« Vous êtes certain de pouvoir mettre votre nez dans ce panier de crabes ? ». L’homme élégant en costume trois pièces qui nous a donné rendez-vous dans un café huppé du centre de Casablanca, sort de sa serviette un épais dossier, qui au fil de ses feuillets, raconte un véritable thriller, celui de la mise à mort programmée de l’unique raffinerie marocaine.
Pour reconstituer le puzzle de ce récit déroutant, Le Desk a rencontré nombre de protagonistes de l’affaire Samir, certains qui y jouent un rôle fondamental sont cependant demeurés aux abonnés absents, d’autres ont préféré ne rien dire « de peur de représailles ».
Ce fleuron de l’industrie marocaine est à l’arrêt depuis l’été 2015 suite à une procédure de saisie conservatoire de ses avoirs auprès des banques et de ses débiteurs, lancée par la douane. La dette globale de la Samir est estimée à plus de 44 milliards de dirhams, dont 13,5 milliards de crédit d’enlèvement auprès de l’Administration des Douanes et des Impôts Indirects.
Sa liquidation judiciaire associée à une autorisation de continuité d’activité a été prononcée par le Tribunal de commerce de Casablanca en première instance le 21 mars 2016, puis confirmée en appel le 1er juin. Une décision de justice motivée par l’existence de déséquilibres financiers irréversibles et par l’incapacité de l’entreprise à honorer ses règlements à cause de dettes excédant très largement ses actifs.

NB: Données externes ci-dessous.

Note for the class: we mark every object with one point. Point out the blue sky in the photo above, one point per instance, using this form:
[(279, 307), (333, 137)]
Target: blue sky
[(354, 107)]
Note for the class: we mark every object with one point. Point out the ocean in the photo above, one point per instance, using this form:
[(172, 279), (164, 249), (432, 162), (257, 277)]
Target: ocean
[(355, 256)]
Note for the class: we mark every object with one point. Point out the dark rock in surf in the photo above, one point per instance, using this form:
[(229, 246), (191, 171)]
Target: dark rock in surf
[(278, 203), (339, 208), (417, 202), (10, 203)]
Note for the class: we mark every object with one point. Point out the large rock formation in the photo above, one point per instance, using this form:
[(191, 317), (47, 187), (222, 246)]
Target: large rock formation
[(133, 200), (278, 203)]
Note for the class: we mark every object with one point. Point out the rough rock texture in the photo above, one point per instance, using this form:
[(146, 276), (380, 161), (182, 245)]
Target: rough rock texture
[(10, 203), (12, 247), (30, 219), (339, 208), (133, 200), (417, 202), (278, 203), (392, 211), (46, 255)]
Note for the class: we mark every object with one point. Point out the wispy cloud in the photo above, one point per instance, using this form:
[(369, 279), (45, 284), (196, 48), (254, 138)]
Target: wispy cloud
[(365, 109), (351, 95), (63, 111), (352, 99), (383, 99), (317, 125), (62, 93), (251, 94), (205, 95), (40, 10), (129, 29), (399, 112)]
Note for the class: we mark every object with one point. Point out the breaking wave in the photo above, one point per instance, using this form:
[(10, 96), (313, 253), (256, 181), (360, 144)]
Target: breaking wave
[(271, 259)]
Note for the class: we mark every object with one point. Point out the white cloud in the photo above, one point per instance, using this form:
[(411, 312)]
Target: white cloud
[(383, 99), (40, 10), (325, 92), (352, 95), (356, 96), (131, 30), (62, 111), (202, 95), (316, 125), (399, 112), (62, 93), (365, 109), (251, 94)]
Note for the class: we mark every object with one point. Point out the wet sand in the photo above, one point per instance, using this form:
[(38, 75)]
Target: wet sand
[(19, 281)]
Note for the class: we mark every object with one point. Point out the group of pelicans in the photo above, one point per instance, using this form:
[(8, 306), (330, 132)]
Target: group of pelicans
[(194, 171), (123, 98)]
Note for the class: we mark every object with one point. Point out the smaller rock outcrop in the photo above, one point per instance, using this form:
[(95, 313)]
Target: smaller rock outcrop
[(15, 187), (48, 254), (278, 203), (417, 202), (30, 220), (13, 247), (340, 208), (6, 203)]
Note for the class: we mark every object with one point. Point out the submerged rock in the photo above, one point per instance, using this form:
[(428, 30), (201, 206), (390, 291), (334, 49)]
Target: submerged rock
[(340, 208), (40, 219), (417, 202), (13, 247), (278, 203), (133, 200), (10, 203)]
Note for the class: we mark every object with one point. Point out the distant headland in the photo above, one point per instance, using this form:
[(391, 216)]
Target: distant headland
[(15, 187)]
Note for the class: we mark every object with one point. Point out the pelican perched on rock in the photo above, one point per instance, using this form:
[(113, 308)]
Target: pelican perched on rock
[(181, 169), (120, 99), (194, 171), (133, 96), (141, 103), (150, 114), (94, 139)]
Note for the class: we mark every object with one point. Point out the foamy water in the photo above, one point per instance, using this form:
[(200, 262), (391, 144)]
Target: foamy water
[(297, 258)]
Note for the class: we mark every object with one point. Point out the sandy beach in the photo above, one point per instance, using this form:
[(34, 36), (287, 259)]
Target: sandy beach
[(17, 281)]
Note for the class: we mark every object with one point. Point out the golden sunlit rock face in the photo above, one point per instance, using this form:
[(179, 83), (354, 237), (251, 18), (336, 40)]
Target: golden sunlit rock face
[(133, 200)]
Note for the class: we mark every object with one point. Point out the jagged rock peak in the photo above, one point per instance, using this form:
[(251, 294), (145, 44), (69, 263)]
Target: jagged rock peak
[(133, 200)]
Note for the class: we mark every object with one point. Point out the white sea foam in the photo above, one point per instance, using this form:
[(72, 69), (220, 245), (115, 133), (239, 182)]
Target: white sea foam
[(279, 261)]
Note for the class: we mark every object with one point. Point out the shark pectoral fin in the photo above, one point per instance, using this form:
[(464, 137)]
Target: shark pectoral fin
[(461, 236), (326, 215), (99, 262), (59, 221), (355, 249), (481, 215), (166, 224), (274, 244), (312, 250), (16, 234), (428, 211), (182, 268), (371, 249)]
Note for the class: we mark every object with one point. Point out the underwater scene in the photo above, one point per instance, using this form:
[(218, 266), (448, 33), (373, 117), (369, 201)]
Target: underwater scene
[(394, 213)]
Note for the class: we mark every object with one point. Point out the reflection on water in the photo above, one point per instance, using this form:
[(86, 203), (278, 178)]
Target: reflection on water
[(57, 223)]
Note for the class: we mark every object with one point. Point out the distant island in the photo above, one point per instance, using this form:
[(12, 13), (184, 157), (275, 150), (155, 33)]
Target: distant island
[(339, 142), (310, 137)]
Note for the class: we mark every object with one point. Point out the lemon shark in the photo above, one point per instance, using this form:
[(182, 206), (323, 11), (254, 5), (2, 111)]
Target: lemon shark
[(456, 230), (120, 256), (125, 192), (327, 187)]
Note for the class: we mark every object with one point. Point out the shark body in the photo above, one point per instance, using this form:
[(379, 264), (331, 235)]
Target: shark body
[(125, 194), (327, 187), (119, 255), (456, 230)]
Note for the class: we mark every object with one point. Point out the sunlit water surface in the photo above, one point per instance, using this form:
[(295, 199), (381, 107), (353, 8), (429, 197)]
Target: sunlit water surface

Si le sort de la Samir fait grand débat, le couperet semble arranger au fond bien des intérêts. Faute de trouver un repreneur, la raffinerie de Mohammedia pourrait être démantelée et vendue comme de la vulgaire ferraille.
Il faut remonter le long feuilleton des péripéties de son histoire pour comprendre comment ce scénario catastrophe s’est noué d’événement en événement. Construite dans les années 60 grâce à une coopération avec l’Italien ENI, agrandie puis nationalisée dans le sillage du choc pétrolier consécutif à la Guerre du Kippour de 1973, la raffinerie connaitra durant près d’un demi-siècle un développement croissant de ses capacités et des résultats financiers satisfaisants. Son destin allait connaître un premier tournant déterminant en 1996, lorsque l’Etat l’inscrit au menu de son plan de privatisation d’entreprises nationales. Objectif déclaré : en faire un exemple de réussite du passage au privé d’un poids lourd de l’industrie national confié à des investisseurs étrangers capables de lui assurer un développement harmonieux et donner un coup de fouet significatif à la Bourse de Casablanca encore balbutiante. Un an plus tard, sous les acclamations de la presse, le groupe Corral du magnat saoudo-éthiopien cheikh Al Amoudi, allait ainsi racheter la raffinerie.